How to Simplify the AI Investment Thesis | ETF Trends

The artificial intelligence (AI) investment thesis is all the rage this year — so much so that some unwitting investors may be thinking that AI investing represents “easy money.”

To be sure, it does not. At best, the concept of easy money in financial markets is evasive, and investors should forget about it when it comes to AI. However, there are avenues for simplifying the AI investment. Those include exchange traded funds such as the Invesco QQQ Trust (QQQ) and the Invesco NASDAQ 100 ETF (QQQM).

Up 38.26% year-to-date, QQQ and QQQM are proving their relevance as AI-related plays. That pertinence is fortified by large stakes in the likes of Alphabet (NASDAQ: GOOG), Microsoft (NASDAQ: MSFT) and Nvidia (NASDAQ: NVDA), to name a few of the ETFs’ marquee holdings with strong AI exposure.

QQQ, QQQM Lineups Matter

While easy money may be elusive, simple investment concepts are not. For example, an ETF’s underlying holdings determine its price action. That’s pertinent in discussing QQQ and QQQM. While the Invesco funds are not dedicated AI ETFs, they are, as noted above, flush with AI credibility. That’s an important trait when considering the expected multi-year growth trajectory of AI’s total addressable market (TAM).

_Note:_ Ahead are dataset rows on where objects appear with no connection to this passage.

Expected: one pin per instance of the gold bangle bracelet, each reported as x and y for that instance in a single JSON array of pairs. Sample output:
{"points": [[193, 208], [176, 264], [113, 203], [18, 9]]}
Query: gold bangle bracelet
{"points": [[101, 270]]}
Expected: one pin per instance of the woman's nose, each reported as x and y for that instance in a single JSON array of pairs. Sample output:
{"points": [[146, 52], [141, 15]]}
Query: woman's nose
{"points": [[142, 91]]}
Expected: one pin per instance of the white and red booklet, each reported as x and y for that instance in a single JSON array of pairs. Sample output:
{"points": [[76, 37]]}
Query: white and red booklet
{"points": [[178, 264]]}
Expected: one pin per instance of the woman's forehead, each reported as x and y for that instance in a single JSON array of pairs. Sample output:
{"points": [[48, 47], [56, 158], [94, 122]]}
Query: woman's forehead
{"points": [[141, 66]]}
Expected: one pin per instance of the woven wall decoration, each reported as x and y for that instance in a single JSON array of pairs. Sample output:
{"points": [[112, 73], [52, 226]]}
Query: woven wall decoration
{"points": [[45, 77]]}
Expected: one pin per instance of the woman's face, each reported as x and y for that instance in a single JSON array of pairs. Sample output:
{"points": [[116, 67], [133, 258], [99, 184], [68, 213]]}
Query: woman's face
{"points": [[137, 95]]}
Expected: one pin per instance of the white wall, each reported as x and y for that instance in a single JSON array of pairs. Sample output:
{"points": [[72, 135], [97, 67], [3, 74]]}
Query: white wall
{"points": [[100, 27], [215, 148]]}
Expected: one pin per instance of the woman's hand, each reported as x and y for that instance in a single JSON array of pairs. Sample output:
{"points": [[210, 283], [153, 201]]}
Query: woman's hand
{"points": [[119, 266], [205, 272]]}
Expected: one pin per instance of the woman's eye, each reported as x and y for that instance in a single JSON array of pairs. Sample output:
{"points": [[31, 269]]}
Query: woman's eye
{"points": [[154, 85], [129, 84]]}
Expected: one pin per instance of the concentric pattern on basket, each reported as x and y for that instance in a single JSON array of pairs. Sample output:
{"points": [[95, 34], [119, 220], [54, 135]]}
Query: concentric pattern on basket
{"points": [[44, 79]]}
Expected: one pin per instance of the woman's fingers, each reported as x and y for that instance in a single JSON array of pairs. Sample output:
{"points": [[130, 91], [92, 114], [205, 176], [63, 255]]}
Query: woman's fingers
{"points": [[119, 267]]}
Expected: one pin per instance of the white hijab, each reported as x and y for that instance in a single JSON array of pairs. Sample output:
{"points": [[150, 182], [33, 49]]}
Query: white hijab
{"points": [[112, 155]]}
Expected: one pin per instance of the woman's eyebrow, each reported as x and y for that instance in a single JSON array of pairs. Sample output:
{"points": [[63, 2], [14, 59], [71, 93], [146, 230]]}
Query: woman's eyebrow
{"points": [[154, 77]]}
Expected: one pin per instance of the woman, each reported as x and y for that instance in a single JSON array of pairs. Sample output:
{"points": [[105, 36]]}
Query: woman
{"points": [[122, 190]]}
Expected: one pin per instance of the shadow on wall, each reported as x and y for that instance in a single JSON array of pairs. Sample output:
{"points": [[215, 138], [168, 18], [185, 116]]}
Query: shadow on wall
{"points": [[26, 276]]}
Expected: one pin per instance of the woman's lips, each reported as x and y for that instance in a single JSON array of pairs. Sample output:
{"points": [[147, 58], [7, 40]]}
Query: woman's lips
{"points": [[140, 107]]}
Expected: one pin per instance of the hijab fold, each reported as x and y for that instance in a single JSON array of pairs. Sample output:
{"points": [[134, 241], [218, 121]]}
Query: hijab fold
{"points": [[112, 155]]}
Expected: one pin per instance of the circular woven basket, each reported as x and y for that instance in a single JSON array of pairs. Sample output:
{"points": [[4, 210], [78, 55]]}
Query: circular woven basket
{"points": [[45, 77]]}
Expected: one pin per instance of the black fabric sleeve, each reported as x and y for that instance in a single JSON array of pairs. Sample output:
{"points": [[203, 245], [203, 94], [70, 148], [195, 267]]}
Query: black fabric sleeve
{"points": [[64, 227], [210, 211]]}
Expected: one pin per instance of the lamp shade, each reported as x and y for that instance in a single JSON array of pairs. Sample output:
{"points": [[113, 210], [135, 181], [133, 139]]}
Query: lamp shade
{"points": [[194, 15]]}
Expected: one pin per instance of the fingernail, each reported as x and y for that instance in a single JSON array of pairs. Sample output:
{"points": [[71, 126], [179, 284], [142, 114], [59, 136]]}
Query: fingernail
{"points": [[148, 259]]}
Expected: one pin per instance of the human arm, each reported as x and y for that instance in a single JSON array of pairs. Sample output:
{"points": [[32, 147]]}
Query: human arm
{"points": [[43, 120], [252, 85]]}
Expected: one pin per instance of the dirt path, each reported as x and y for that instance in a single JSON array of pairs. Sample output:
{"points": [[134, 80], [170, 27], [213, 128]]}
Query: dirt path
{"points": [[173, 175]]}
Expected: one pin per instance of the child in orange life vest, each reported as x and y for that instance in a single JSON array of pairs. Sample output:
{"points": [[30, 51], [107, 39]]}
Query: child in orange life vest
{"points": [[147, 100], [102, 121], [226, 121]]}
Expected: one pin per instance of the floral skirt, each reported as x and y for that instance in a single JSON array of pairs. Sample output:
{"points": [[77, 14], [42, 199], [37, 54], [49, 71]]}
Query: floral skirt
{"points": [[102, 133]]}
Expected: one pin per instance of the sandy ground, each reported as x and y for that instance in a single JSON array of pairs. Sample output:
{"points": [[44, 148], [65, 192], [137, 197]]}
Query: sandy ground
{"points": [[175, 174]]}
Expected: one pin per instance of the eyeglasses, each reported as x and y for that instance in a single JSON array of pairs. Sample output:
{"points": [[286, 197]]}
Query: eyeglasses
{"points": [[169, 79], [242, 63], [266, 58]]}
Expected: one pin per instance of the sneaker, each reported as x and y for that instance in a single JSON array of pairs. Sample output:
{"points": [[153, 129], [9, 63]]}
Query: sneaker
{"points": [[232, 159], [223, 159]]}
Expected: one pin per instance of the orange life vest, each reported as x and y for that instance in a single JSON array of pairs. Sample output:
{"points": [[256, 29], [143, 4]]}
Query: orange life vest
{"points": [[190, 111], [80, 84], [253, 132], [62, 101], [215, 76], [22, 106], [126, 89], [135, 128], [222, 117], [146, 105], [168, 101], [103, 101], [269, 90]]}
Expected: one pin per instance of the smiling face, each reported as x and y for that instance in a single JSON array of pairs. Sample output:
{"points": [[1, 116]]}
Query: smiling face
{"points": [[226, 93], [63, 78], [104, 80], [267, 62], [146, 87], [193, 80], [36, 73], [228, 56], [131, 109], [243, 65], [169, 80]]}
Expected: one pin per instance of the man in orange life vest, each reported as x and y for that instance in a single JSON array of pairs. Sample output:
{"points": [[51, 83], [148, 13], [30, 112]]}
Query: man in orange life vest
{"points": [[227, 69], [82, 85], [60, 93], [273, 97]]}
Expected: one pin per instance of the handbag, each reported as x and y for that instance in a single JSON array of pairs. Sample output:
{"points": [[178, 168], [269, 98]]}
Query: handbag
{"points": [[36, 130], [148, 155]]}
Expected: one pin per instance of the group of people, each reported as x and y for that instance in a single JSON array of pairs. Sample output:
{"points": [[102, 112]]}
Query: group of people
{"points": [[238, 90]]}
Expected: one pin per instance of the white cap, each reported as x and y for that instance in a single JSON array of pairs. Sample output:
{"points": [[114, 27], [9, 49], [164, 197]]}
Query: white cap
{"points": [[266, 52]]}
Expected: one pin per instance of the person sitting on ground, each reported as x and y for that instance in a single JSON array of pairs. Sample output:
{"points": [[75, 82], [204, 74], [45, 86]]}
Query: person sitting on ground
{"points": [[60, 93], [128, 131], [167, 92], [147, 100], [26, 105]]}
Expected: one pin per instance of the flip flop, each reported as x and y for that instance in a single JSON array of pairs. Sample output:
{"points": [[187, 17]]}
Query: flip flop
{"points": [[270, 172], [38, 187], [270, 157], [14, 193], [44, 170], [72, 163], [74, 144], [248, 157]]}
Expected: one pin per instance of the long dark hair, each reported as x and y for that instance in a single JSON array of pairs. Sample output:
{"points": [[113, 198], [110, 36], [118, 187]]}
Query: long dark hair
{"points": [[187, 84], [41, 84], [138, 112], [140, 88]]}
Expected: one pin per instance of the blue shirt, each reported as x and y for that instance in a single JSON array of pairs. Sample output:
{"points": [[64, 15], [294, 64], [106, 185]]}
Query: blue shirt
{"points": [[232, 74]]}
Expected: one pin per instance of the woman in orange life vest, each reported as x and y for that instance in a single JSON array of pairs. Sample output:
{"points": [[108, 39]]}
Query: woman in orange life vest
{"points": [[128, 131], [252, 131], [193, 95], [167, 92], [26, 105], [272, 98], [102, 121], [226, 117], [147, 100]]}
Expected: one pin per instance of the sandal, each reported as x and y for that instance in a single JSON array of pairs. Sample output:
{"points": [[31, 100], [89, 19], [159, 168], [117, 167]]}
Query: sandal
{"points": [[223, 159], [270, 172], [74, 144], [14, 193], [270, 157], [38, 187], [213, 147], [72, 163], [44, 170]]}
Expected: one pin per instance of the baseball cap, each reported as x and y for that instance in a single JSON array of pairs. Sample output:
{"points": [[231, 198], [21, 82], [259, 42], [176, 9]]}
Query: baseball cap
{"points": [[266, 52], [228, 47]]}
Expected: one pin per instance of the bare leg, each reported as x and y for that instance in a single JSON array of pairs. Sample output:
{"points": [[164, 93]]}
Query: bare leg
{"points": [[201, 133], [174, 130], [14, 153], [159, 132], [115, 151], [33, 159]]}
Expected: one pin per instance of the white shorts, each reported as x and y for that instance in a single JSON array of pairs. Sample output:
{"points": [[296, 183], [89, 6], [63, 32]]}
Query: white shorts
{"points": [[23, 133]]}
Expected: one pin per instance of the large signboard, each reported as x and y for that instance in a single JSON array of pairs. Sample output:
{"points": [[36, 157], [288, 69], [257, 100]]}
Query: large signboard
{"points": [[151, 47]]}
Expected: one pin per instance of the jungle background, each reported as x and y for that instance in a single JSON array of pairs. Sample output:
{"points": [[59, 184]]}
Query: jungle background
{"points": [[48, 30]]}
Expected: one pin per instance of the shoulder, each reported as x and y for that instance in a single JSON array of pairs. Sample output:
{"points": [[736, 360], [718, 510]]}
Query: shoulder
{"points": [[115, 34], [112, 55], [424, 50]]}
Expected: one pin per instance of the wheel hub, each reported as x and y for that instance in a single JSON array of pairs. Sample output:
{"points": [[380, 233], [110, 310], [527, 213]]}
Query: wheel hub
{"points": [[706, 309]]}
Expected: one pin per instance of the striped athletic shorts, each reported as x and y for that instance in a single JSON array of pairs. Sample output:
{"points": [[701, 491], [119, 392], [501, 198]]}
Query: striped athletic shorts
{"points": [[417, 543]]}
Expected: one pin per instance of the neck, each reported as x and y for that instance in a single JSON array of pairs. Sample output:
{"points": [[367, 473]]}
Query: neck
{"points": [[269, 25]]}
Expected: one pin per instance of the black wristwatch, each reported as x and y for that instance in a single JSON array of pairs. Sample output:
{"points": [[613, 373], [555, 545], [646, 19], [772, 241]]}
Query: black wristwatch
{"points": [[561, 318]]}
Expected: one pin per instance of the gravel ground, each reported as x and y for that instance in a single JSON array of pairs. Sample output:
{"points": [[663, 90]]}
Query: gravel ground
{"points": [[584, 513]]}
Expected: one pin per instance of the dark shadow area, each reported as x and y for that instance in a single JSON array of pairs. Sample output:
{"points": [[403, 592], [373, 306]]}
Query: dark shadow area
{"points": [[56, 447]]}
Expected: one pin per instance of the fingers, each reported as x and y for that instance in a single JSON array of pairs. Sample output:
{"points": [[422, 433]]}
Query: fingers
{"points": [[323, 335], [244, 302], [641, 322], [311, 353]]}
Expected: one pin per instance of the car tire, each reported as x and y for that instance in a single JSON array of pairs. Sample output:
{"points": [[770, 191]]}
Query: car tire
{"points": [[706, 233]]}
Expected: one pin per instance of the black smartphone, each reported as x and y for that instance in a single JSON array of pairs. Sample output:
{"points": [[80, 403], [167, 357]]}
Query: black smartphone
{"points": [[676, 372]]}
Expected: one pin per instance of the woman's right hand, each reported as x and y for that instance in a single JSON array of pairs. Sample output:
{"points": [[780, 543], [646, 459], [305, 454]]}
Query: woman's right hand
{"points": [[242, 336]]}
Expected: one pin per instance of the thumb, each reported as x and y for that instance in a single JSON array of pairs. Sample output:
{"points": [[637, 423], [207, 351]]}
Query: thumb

“The A.I technology total addressable market or the TAM, which includes semiconductors, hardware and networking, is at $90 billion today and we estimate it will grow to $275 billion by 2027. That’s more than half the size of the semiconductor market today,” noted Shawn Kim, head of Morgan Stanley’s Asia technology research team.

Kim went on to highlight the importance of semiconductors in AI. This is highly relevant to QQQ and QQQM investors because those ETFs are homes to more than 15 semiconductor stocks. That includes a 7% allocation to the aforementioned Nvidia.

“This remarkable growth is actually led by semiconductors, where we see the A.I semiconductor market TAM tripling over the next three years from $43 billion to $125 billion, and signifying our growing the overall A.I market,” added Kim. “Companies that we consider A.I leaders are generally showing high growth and returns, consensus shows a three year average EPS growth of 24%, which is more than twice the earnings growth of global stocks on average.”

Fortunately, the analyst said that AI isn’t in a bubble. However, investors looking to avoid a bursting scenario may find utility in funds such as QQQ and QQQM. The lineups are full of large companies with established AI leadership and large war chests. Those traits can potentially take some of the edge out of investing in a new innovative space.